O ser humano é um ser social por natureza e necessidade. Os comportamentos de vínculo são comportamentos instintivos e fundamentais à nossa sobrevivência. A procura de proximidade é, inclusivamente, uma necessidade básica mais premente que a fome e a sede, pois quando somos apenas seres indefesos (embriões, fetos, bebés, crianças pequenas) a única forma de vermos estas necessidades colmatadas é se existir alguém que nos proteja e ame o suficiente para se interessar em as satisfazer.

Assim sendo, nascemos já com um comportamento instintivo de procura de proximidade como forma de garantir a nossa sobrevivência física. E a forma como aqueles responsáveis por nós reagem e respondem aos nossos pedidos de conexão vai determinar a forma como sentimos e compreendemos os relacionamentos, vai assegurar o nosso tipo de vivência emocional.

Desde o momento da conceção que o embrião / feto / bebé experimenta os sentimentos e as ações da sua mãe. Aonde quer que a mãe experiencie uma emoção segue-se a produção de um neurotransmissor que é partilhado com o filho e o faz sentir de forma igual. Estas moléculas vão desempenhar um papel fulcral no desenvolvimento da mente e do corpo do futuro recém-nascido, como a ciência o tem demonstrado.

 

Posteriormente, o tipo de nascimento experienciado deixa uma marca importante, ou inprint, no cérebro imaturo do recém-nascido.

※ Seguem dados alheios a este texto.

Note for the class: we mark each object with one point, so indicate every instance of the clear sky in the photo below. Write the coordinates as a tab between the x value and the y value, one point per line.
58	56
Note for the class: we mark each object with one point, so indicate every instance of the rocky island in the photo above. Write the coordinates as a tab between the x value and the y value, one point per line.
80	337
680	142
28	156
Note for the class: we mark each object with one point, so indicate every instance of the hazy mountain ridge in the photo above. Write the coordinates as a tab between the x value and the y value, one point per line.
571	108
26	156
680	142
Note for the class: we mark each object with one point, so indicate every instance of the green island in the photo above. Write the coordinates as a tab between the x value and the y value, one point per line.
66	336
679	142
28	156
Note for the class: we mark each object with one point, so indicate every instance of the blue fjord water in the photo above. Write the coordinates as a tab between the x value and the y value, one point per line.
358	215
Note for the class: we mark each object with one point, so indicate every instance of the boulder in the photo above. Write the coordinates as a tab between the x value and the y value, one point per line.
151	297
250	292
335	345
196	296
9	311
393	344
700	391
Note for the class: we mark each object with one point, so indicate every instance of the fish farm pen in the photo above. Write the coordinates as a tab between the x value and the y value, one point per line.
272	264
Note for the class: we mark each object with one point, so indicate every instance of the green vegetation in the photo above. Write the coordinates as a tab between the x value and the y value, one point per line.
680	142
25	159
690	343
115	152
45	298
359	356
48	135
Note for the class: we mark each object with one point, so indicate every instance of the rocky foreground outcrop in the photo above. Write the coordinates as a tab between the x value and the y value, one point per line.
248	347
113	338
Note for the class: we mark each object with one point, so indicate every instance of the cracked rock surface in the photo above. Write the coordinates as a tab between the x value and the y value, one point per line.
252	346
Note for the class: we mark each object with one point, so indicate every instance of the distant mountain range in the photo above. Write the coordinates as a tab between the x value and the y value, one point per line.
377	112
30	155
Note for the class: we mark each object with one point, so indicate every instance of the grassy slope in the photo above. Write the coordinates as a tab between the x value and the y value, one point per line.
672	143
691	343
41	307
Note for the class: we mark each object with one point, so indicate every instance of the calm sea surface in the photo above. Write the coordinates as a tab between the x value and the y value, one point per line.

A consciência do momento (do bebé e da mãe), a dor experienciada (idealmente nem de menos nem de mais) e a separação experimentada vão fortemente influenciar não só o comportamento imediato deste ser, mas a forma como para sempre olhará o mundo, inclusive o casamento ou parceria que um dia viverá.

Por último, a forma como se relacionará com os seus diversos cuidadores, o tipo de amor que percecionará receber, a aceitação ou rejeição que sentirá, com as suas diversas nuances e erros de interpretação, determinará de forma sólida (mas não completamente indestrutível) a confiança que no futuro terá em ser plenamente amado e respeitado ou em perigo de ser atraiçoado.

Por tudo isto compreendemos que, na idade adulta, a forma como um casal se escolhe mutuamente e constrói um relacionamento tem muito pouco a ver com as circunstâncias presentes e praticamente tudo com a forma como no passado cada membro interiorizou a essência das relações.

Se tiverem acertado no Jackpot e ambos os membros do casal tiverem sido premiados com um vínculo seguro, então o relacionamento será estável e maduro, apesar das suas origens imaturas.

Mas se, pelo contrário, um ou ambos os membros da parceria tiverem experienciado um vínculo predominantemente inseguro, tão comum na sociedade atual, então a relação poderá ser bastante instável e dolorosa, independentemente do amor existente entre eles e da vontade de continuarem juntos.

Felizmente para a raça humana a adaptabilidade é um dos nossos traços mais proeminentes e, Deus ou a Natureza, sempre providenciam uma “porta das traseiras” para podermos mudar o que não nos serve e é apenas fonte de sofrimento. Cabe-nos a nós escolher atravessá-la, experienciar o medo do que é novo e sentir o peso do que é nossa responsabilidade, ou eleger continuar no caminho que já conhecemos e nos dá segurança e continuar a culpar os outros pelo nosso sofrimento.